Posted by twayneking on Monday, June 8, 2015

It's 88 degrees today in usually overcast Western Washington and we're having a "heat wave" right here in the land of "I'm good enough. I'm smart enough and doggone it, people like me!"  As a Texas native, it is to laugh! Apparently we've been having a brutal unseasonable bout of scorching temperatures. It almost hit 80 degrees last week and this week the changing climate took a big 8 or 9 degree jump and old people are dropping dead in the streets. As heat waves go, this one gets one of those "participation" ribbons they give out to the kids that were forced to show up for the race and walked at least partway around the track.

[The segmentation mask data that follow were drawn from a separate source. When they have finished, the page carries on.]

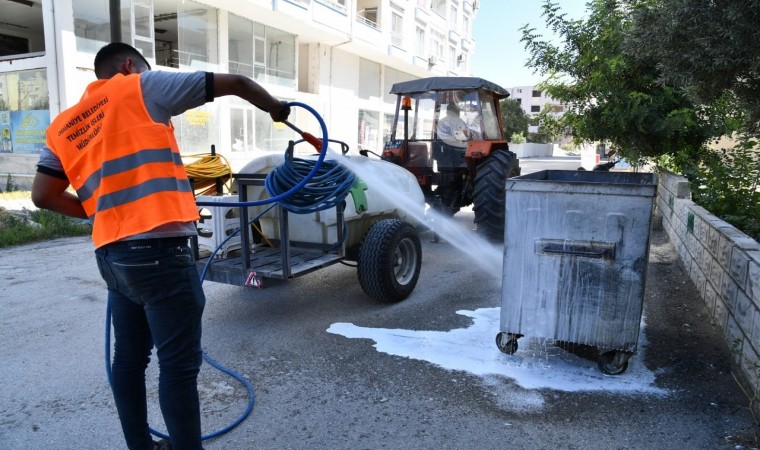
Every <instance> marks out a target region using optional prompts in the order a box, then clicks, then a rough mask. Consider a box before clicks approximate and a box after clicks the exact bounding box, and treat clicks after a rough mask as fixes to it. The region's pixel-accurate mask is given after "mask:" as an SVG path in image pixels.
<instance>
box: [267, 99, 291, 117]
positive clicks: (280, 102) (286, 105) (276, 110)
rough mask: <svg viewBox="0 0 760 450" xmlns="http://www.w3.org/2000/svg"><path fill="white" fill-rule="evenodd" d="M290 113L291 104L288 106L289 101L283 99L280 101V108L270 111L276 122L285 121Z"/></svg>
mask: <svg viewBox="0 0 760 450" xmlns="http://www.w3.org/2000/svg"><path fill="white" fill-rule="evenodd" d="M289 115H290V106H288V102H285V101H281V102H280V108H279V109H278V110H276V111H275V110H272V111H270V112H269V116H270V117H271V118H272V120H274V121H275V122H284V121H286V120H288V116H289Z"/></svg>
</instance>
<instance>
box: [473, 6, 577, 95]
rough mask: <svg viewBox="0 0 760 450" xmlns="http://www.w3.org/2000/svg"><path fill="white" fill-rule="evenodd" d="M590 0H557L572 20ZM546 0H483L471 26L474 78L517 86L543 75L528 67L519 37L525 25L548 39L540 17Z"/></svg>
mask: <svg viewBox="0 0 760 450" xmlns="http://www.w3.org/2000/svg"><path fill="white" fill-rule="evenodd" d="M586 1H587V0H554V2H555V3H559V5H560V8H561V11H562V12H564V13H566V14H567V17H569V18H571V19H580V18H582V17H583V16H584V15H585V11H586ZM543 3H544V1H543V0H480V2H479V4H480V8H479V9H478V12H477V16H476V17H475V21H474V22H473V25H472V34H473V37H474V39H475V53H474V54H473V55H472V57H471V71H472V75H473V76H475V77H480V78H485V79H486V80H488V81H491V82H494V83H496V84H498V85H500V86H501V87H503V88H505V89H509V88H512V87H515V86H532V85H535V84H538V83H539V82H540V81H541V80H542V78H541V75H540V74H533V69H530V68H527V67H525V63H526V61H527V60H528V53H527V52H526V51H525V47H524V45H523V43H522V42H520V38H521V37H522V33H521V32H520V28H521V27H522V26H523V25H525V24H530V27H532V28H536V30H537V31H538V33H539V34H542V35H544V36H545V37H546V38H550V37H551V36H552V34H551V32H549V31H548V30H547V29H546V19H545V18H544V17H542V16H541V12H542V11H543V9H542V8H541V5H543Z"/></svg>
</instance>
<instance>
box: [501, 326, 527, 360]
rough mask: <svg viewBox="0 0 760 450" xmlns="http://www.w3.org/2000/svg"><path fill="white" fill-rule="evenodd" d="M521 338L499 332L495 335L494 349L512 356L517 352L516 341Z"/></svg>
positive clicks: (516, 343) (512, 334) (516, 335)
mask: <svg viewBox="0 0 760 450" xmlns="http://www.w3.org/2000/svg"><path fill="white" fill-rule="evenodd" d="M520 337H522V335H521V334H513V333H505V332H503V331H502V332H500V333H498V334H497V335H496V347H498V348H499V350H501V351H502V353H506V354H507V355H514V354H515V352H517V348H518V345H517V339H519V338H520Z"/></svg>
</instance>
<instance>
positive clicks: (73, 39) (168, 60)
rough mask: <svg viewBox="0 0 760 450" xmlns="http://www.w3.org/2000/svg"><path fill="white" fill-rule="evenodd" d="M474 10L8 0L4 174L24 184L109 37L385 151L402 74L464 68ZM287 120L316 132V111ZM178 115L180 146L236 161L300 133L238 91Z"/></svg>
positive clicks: (307, 5) (461, 7)
mask: <svg viewBox="0 0 760 450" xmlns="http://www.w3.org/2000/svg"><path fill="white" fill-rule="evenodd" d="M111 5H113V7H112V6H111ZM477 8H478V5H477V0H203V1H196V0H55V1H53V0H0V176H2V177H3V178H5V176H7V175H10V176H11V177H13V179H14V181H15V182H16V183H17V184H19V185H20V186H28V185H29V182H30V181H31V179H32V177H33V175H34V171H35V164H36V162H37V156H38V154H39V151H40V149H41V148H42V147H43V146H44V145H45V137H44V133H45V129H46V128H47V126H48V125H49V124H50V121H51V119H52V118H54V117H55V116H56V115H57V114H58V113H59V112H60V111H61V110H63V109H65V108H67V107H69V106H70V105H72V104H74V103H76V101H77V100H78V99H79V97H80V96H81V94H82V92H83V91H84V88H85V86H86V85H87V84H88V83H89V82H91V81H93V80H94V79H95V75H94V73H93V67H92V60H93V57H94V55H95V53H96V52H97V51H98V49H100V48H101V47H102V46H103V45H105V44H106V43H108V42H110V41H111V36H121V39H120V40H121V41H122V42H127V43H130V44H132V45H133V46H135V47H137V48H138V49H140V50H141V51H142V52H143V54H144V55H145V56H146V58H147V59H148V60H149V61H150V62H151V64H152V65H153V67H154V70H170V71H191V70H205V71H215V72H228V73H238V74H244V75H246V76H248V77H251V78H253V79H254V80H256V81H257V82H258V83H260V84H262V85H263V86H264V87H266V88H267V89H268V90H269V91H270V92H272V93H273V94H274V95H275V96H277V97H278V98H282V99H285V100H292V101H298V102H302V103H306V104H308V105H310V106H312V107H313V108H314V109H316V110H317V111H319V113H320V114H321V115H322V116H323V118H324V119H325V121H326V123H327V126H328V130H329V133H330V137H331V138H334V139H339V140H341V141H344V142H346V143H348V144H349V145H350V147H351V149H352V150H353V151H358V149H359V148H366V149H370V150H375V151H379V150H380V149H381V148H382V145H383V142H384V140H385V137H386V135H387V134H388V132H389V124H390V122H391V120H392V119H393V113H394V108H395V98H393V97H392V96H390V95H389V94H388V91H389V90H390V86H391V85H392V84H393V83H395V82H398V81H405V80H409V79H414V78H420V77H426V76H469V61H470V56H471V55H472V53H473V51H474V50H475V43H474V41H473V39H472V34H471V27H472V23H473V21H474V20H475V17H476V14H477ZM292 119H293V121H294V122H295V123H296V124H298V125H300V127H301V128H302V129H304V130H309V131H314V132H315V134H318V131H319V129H318V128H317V127H316V122H315V121H314V120H313V118H311V117H310V115H309V114H308V113H307V112H305V111H303V110H297V111H296V112H295V117H292ZM173 123H174V126H175V128H176V130H177V137H178V141H179V144H180V148H181V149H182V152H183V153H184V154H193V153H203V152H208V151H209V149H210V147H211V145H214V146H215V148H216V150H217V152H219V153H221V154H223V155H224V156H225V157H227V159H228V160H230V161H231V163H232V165H233V168H234V169H237V168H240V167H241V166H242V165H243V164H245V163H246V162H247V161H248V160H249V159H250V158H251V157H252V156H253V154H254V153H253V152H260V151H284V149H285V147H286V144H287V141H288V140H289V139H292V138H293V133H292V132H291V131H290V130H289V129H288V128H286V127H284V126H282V125H280V124H273V123H272V122H271V120H270V119H269V116H268V115H267V114H265V113H262V112H261V111H259V110H258V109H256V108H255V107H253V106H251V105H249V104H247V103H246V102H243V101H241V100H239V99H237V98H221V99H217V101H215V102H213V103H209V104H207V105H205V106H203V107H200V108H197V109H195V110H192V111H188V112H187V113H185V114H184V115H182V116H180V117H177V118H175V120H174V121H173Z"/></svg>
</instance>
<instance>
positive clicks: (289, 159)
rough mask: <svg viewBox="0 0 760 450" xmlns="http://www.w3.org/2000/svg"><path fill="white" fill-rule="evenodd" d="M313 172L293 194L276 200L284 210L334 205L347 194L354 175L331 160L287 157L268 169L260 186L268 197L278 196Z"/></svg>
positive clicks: (320, 208)
mask: <svg viewBox="0 0 760 450" xmlns="http://www.w3.org/2000/svg"><path fill="white" fill-rule="evenodd" d="M315 169H316V173H315V174H314V176H313V177H312V178H311V180H310V181H309V183H307V184H306V185H304V186H303V187H302V188H301V189H300V190H299V191H298V194H297V195H290V196H288V197H287V198H284V199H282V200H280V201H279V204H280V205H281V206H282V207H283V208H285V209H287V210H288V211H290V212H292V213H296V214H309V213H313V212H317V211H322V210H325V209H330V208H334V207H335V206H337V204H338V203H340V202H342V201H343V199H345V198H346V195H348V191H350V190H351V186H353V185H354V181H355V180H356V175H354V173H353V172H351V171H350V170H348V169H346V168H345V167H343V166H341V165H340V164H338V163H336V162H334V161H323V162H322V163H321V164H317V163H316V162H315V161H312V160H307V159H300V158H292V160H291V159H290V158H288V157H287V156H286V158H285V162H284V163H283V164H282V165H280V166H278V167H276V168H275V169H274V170H272V171H271V172H269V175H267V178H266V180H265V181H264V186H265V187H266V189H267V192H268V193H269V195H270V196H273V197H275V196H278V195H280V194H281V193H283V192H289V191H290V190H292V189H293V187H294V186H296V185H297V184H298V182H299V181H300V180H302V179H303V178H304V177H305V176H306V175H308V174H310V173H312V172H313V171H314V170H315Z"/></svg>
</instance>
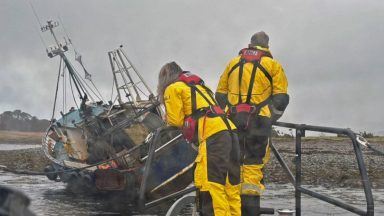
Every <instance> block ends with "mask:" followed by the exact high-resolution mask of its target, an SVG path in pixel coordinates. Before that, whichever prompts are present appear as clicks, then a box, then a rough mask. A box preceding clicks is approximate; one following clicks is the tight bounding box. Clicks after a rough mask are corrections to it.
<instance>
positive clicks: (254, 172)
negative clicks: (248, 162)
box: [240, 145, 270, 196]
mask: <svg viewBox="0 0 384 216" xmlns="http://www.w3.org/2000/svg"><path fill="white" fill-rule="evenodd" d="M269 157H270V148H269V145H267V148H266V153H265V156H264V157H263V159H262V161H263V163H262V164H242V166H241V192H240V193H241V194H242V195H253V196H261V194H262V193H263V192H264V190H265V186H264V184H263V177H264V176H263V168H264V165H265V164H266V163H267V162H268V161H269Z"/></svg>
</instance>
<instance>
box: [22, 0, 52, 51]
mask: <svg viewBox="0 0 384 216" xmlns="http://www.w3.org/2000/svg"><path fill="white" fill-rule="evenodd" d="M26 1H27V2H28V3H27V4H29V6H31V9H32V13H33V15H34V16H35V18H36V21H37V23H38V24H39V28H40V29H41V27H42V24H41V21H40V19H39V16H37V13H36V9H35V7H34V6H33V4H32V2H31V1H30V0H26ZM37 34H38V35H39V38H40V41H41V43H42V44H43V46H44V49H47V44H46V43H45V41H44V39H43V36H41V32H39V31H37Z"/></svg>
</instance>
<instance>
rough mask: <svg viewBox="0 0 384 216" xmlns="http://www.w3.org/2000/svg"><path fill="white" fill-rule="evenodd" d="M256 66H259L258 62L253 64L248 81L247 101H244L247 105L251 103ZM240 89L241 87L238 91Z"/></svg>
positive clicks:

It's especially sad up there in Seattle where those hot house flowers cut from one air-conditioned retail establishment to another all day just trying to stay alive in these brutal temperatures. Heck, I didn't drag out my short sleeve shirts again until last week. People here have been wilting since March. Me, I'm kind of enjoying it. My feet are warm for the first time since September 2014.

These guys don't understand heat. I can't grow tomatoes up here because it doesn't get warm enough for them until mid-June. People up here will pay $300,000 for a house that doesn't have air-conditioning. Not that I blame them. Most years they'd only use it for about a week during August, just before the end of the summer and the beginning of the Drizzle Season.

Every seven years or so the summer temps touch on the lower 90s and the local TV stations start doing specials on global warming and the end of the world. The sun's complexion gets a bit spotty and it gives us a little heat for it, like a petulant cheerleader whose acne medication isn't working for her anymore.  Mother Nature will have her little jokes.

For instance, they're hearing rumbling deep in the Earth around Mt. St. Helens. That's just 35 miles south of Mt. Ranier and they've been expecting that puppy to blow for the last 50 years. And Mt. Ranier is about 25 miles southeast from me!

Now, if these guys want to complain about the heat, let that big dog blow up and send a 50 foot wall of hot mud and debris roaring down the Puyallup River Valley (which thankfully is 400 feet below my house). Now that will certainly heat things up.